# Bad Company



## mopper (Nov 17, 2012)

*File Name*: Bad Company

*File Submitter*: mopper</p >

*File Submitted*: 22 Nov 2012

*File Category*: Slingshots

Here is the third and probably final fourth :blush: version of my "Bad Company".

It is a compact hammergrip shooter that is designed to be made wholly from 18mm thick Multiplex wood (24mm wide handle now optional). It is very well suited for beginners as the fork is wide and high enough to make fork hits very unlikely, but at the same time it is still low and narrow enough to keep down the strain on the wrist and let the rubber retain excellent efficiency. It is meant to be shot over-the-top style, with bands preferably.
The "spur" of the palmswell provides some protection for the web of the hand between forefinger and thumb. It also provides a helpful visual reference to prevent canting of the slingshot. The very "deep" handle gives you an excellent feeling for the positioning of the slingshot in your hand which also makes it very easy to prevent canting. If you want to carry it in your pocket on a regular basis, you might want to shorten the spur a little bit, but you should be aware that this will reduce the protection it offers.

I designed this slingshot as a very compact and rugged no-frills tool that can be kept in your car or shed or tackle box and be shot with strong bands all day long if need be. In case you don't like the palmswell it comes with you can substitute the new palmswells from my "Bad Palmswells 1.3" template without any modifications.

PS: I know the fork looks _very _low, but I have shot even 25mm marbles (target style) without flipping, without any issues or frame hits. With normal size ammo (<16mm) it won't be necessary to make the fork higher than they are in the template.

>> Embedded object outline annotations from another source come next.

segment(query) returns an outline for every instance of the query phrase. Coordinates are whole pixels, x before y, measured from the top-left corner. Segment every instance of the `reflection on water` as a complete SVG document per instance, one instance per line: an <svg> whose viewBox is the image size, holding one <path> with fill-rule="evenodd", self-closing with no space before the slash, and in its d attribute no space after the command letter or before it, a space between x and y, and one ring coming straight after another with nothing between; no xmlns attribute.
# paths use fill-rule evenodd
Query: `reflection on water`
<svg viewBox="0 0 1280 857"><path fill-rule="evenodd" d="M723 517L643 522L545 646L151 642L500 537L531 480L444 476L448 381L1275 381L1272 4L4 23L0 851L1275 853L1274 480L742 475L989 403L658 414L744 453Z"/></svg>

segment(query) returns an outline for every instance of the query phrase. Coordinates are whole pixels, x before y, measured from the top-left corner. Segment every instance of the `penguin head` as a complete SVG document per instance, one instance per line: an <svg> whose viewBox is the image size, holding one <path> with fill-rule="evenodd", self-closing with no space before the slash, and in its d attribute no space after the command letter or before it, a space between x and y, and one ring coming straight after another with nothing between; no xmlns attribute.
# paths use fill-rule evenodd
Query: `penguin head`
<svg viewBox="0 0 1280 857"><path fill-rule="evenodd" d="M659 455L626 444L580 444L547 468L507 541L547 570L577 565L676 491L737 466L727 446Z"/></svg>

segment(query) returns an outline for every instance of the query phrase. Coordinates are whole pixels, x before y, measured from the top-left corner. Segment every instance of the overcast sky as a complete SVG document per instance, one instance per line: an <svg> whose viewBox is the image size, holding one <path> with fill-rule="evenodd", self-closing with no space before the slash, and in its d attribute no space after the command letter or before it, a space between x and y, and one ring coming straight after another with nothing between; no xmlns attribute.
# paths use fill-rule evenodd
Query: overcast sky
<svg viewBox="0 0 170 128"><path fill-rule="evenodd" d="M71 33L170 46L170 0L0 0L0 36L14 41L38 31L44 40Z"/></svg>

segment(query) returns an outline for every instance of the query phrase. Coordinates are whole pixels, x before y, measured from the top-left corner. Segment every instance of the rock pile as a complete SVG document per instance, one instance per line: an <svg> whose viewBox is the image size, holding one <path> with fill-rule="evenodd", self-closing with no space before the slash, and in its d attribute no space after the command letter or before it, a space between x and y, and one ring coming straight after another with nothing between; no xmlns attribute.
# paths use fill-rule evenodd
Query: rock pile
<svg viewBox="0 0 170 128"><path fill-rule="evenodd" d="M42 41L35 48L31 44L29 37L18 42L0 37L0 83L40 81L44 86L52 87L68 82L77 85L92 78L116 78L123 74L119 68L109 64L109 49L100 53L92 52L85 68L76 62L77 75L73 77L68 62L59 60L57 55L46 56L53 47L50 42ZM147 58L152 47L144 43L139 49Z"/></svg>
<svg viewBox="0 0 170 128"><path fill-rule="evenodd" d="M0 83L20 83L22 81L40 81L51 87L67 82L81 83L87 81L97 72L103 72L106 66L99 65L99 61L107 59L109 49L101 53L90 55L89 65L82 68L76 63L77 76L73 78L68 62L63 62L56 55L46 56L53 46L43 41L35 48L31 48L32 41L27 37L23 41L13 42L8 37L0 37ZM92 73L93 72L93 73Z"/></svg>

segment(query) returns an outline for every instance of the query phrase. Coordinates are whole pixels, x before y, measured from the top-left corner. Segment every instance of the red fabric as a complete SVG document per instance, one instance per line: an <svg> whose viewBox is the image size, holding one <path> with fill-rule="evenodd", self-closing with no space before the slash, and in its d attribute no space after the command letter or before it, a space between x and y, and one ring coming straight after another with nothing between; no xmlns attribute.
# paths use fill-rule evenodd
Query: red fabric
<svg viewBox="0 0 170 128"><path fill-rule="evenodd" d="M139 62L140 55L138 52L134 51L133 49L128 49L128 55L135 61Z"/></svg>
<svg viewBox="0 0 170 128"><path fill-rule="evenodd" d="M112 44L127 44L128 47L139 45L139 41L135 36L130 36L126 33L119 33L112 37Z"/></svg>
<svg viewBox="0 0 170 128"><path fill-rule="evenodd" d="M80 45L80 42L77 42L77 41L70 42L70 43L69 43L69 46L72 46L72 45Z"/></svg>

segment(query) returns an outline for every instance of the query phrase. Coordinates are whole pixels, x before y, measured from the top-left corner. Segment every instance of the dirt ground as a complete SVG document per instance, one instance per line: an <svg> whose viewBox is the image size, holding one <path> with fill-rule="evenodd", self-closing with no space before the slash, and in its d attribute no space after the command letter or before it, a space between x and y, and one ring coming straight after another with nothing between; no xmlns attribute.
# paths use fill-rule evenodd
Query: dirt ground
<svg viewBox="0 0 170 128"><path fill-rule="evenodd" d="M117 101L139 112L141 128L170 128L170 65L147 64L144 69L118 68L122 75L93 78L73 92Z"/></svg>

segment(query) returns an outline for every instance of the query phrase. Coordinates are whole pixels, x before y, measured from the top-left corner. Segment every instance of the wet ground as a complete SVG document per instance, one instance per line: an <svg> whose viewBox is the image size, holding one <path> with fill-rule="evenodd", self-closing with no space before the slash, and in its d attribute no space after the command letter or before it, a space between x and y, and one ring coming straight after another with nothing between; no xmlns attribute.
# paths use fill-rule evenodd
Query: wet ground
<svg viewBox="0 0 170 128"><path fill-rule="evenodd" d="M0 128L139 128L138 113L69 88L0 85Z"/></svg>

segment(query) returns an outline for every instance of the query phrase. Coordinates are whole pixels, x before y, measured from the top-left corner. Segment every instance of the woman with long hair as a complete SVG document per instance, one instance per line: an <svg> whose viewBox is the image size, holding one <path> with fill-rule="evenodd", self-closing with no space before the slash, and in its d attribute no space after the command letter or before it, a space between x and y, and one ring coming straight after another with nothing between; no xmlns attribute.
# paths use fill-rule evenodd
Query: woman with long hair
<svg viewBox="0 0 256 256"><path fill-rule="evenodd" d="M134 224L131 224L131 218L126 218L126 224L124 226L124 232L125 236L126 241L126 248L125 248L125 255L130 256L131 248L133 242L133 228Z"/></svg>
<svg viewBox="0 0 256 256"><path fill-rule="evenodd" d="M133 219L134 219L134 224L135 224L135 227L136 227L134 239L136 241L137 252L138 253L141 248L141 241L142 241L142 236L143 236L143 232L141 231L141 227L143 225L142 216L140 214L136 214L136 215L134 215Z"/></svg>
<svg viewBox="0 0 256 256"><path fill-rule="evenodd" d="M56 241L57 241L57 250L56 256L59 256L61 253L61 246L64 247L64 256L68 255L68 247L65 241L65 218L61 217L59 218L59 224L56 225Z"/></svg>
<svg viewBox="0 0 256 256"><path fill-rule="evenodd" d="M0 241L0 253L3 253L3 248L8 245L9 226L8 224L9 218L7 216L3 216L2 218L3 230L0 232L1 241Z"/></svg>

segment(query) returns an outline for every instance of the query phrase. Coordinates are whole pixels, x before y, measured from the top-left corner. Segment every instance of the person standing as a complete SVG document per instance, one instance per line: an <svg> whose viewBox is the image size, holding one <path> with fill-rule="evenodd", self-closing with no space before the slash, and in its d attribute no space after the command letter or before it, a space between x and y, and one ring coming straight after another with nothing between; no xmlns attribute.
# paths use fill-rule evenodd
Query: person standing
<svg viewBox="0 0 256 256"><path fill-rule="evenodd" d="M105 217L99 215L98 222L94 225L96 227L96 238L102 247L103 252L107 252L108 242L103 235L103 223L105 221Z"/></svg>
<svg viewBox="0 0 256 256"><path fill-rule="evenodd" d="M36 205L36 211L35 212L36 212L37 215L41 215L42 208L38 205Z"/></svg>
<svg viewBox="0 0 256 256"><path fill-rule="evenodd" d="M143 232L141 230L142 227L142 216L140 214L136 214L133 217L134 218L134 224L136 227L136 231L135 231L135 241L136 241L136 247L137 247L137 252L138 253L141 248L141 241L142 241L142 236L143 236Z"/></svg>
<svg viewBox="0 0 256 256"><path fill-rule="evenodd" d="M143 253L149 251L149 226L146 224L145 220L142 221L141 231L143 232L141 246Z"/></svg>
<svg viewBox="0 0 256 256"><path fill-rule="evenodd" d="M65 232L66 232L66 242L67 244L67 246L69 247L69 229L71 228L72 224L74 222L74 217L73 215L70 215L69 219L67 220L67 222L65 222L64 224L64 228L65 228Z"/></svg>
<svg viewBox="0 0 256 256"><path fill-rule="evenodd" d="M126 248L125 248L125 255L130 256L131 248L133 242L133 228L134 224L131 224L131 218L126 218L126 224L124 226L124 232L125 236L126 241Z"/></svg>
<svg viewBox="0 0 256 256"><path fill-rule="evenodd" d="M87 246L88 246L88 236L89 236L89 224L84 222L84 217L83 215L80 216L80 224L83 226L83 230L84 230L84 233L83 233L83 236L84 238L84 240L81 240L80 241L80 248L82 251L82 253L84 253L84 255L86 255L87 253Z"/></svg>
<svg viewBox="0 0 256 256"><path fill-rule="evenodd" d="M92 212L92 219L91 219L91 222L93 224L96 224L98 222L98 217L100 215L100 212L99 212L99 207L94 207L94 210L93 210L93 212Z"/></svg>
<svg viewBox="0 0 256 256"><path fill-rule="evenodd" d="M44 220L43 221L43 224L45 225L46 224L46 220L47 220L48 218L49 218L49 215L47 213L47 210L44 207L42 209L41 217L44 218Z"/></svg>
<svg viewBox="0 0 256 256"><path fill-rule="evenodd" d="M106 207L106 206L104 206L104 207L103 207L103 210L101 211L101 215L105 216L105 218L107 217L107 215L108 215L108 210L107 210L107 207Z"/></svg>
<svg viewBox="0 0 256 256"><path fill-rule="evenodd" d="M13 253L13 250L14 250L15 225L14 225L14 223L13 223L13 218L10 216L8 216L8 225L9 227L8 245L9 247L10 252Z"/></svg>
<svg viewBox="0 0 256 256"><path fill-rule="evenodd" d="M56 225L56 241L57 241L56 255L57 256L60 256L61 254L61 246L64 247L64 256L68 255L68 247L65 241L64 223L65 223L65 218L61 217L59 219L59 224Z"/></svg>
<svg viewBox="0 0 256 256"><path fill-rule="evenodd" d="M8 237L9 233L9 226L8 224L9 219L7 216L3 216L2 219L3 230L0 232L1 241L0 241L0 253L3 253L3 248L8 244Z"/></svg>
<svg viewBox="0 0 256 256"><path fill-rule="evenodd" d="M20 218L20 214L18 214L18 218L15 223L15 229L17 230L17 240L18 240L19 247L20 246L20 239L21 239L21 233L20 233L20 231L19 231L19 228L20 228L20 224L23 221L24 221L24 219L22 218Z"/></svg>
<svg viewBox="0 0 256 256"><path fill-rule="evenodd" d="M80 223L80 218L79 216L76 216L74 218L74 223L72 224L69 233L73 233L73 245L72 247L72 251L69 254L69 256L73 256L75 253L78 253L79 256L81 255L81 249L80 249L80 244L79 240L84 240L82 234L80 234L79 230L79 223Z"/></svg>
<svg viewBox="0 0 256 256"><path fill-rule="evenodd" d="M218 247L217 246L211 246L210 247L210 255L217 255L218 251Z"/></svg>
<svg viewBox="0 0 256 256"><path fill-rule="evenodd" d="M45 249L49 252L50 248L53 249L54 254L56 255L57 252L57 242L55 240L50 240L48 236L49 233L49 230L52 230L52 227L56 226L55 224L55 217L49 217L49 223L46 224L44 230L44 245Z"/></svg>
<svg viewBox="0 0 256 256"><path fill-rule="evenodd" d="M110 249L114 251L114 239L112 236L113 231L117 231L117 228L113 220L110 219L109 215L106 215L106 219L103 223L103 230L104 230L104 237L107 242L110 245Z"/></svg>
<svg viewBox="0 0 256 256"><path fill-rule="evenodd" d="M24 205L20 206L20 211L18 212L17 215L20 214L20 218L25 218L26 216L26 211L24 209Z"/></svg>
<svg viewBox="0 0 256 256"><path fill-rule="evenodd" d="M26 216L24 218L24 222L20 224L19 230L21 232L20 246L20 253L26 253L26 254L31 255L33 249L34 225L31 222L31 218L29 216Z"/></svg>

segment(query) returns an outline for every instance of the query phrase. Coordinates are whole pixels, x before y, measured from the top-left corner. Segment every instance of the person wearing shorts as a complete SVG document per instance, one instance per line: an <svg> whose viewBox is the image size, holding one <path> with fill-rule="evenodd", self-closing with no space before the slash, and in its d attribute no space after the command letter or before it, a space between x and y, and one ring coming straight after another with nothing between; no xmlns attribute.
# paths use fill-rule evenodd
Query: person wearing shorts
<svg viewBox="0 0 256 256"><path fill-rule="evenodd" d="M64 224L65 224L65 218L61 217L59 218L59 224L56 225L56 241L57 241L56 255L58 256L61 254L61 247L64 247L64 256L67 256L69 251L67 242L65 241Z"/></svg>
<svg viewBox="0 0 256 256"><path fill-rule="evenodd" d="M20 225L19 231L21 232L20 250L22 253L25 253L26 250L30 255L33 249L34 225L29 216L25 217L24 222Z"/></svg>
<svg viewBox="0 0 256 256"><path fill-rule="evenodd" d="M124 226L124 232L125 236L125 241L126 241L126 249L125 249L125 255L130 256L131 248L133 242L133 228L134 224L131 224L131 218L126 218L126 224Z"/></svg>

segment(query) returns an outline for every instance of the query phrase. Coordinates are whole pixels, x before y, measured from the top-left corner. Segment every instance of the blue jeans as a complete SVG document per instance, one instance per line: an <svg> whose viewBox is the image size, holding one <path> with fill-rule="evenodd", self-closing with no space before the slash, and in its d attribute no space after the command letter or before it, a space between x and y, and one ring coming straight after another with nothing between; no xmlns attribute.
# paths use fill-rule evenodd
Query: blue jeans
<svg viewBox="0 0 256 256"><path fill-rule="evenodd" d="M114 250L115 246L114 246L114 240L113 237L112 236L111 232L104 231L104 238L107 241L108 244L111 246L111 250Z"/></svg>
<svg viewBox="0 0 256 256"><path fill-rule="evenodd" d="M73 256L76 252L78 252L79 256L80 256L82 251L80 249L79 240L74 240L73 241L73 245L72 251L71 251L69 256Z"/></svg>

Click here to download this file


----------



## treefork (Feb 1, 2010)

Thanks


----------



## Dayhiker (Mar 13, 2010)

Thanks, man. I will give this a try.


----------



## popedandy (Sep 14, 2012)

Thanks.


----------



## mopper (Nov 17, 2012)

I have updated the design to 1.2 version. The new slingshot has a slightly longer handle (4mm) so it is more comfortable to hold even for people with big hands. Just round off the lower fork end as you see fit.

Has anyone already made a Bad Company? I'd love to see some pictures!


----------



## Dayhiker (Mar 13, 2010)

Mopper, I made one. I will post it in home made section when the sun comes out again. Very nice design. I am going to make another one soon.


----------



## mopper (Nov 17, 2012)

Very cool, I am already looking forward to it. Btw how does the palmswell fit you?

I wrote that it should be flush with the fork crotch on the plan, but that was meant for a fork crotch with slightly rounded edges and the palmswell should be flush with the part where the rounding begins, not the true "inside" of the crotch as there would otherwise be a little gap.

If one doesn't round the fork crotch edges the palmswell might end up being a little bit (3-4mm) high.


----------



## Dayhiker (Mar 13, 2010)

I went flush with the bottom of the fork, and it is a bit short, which doesn't doesn't matter too much because I hardly rounded the edge. Will your V1.2 take care of that?


----------



## mopper (Nov 17, 2012)

Yes, I have made the handle longer by 4mm for larger hands. Now it fits me just right (I am 1,90m/6'3'') Even adding two or three extra millimeters to the plan should be no problem, it is just a rectangle after all.

Ideally one rounds the corners of the actual fork part only slightly and glues on the palmswell where the rounding ends, about 3mm lower than the fork crotch.

If you use this method, the lower rear edge of the fork handle will stick out and is rasped/sanded off until you have one clean curve from the bottom end of the palmswell to the lower front edge of the fork handle. I will add a photo and maybe alter the plan accordingly. Maybye I will add a side view of the part where palmswell and fork handle line up at the bottom end, too.


----------



## mopper (Nov 17, 2012)

For your information,

the latest and probably final version of the Bad Company, Version 1.3, is ready for download. There is a better description of the slingshot on the download page, more and better pictures and the template contains more detailed instructions as well as drawings of important details which should make the building go off without any hitches.


----------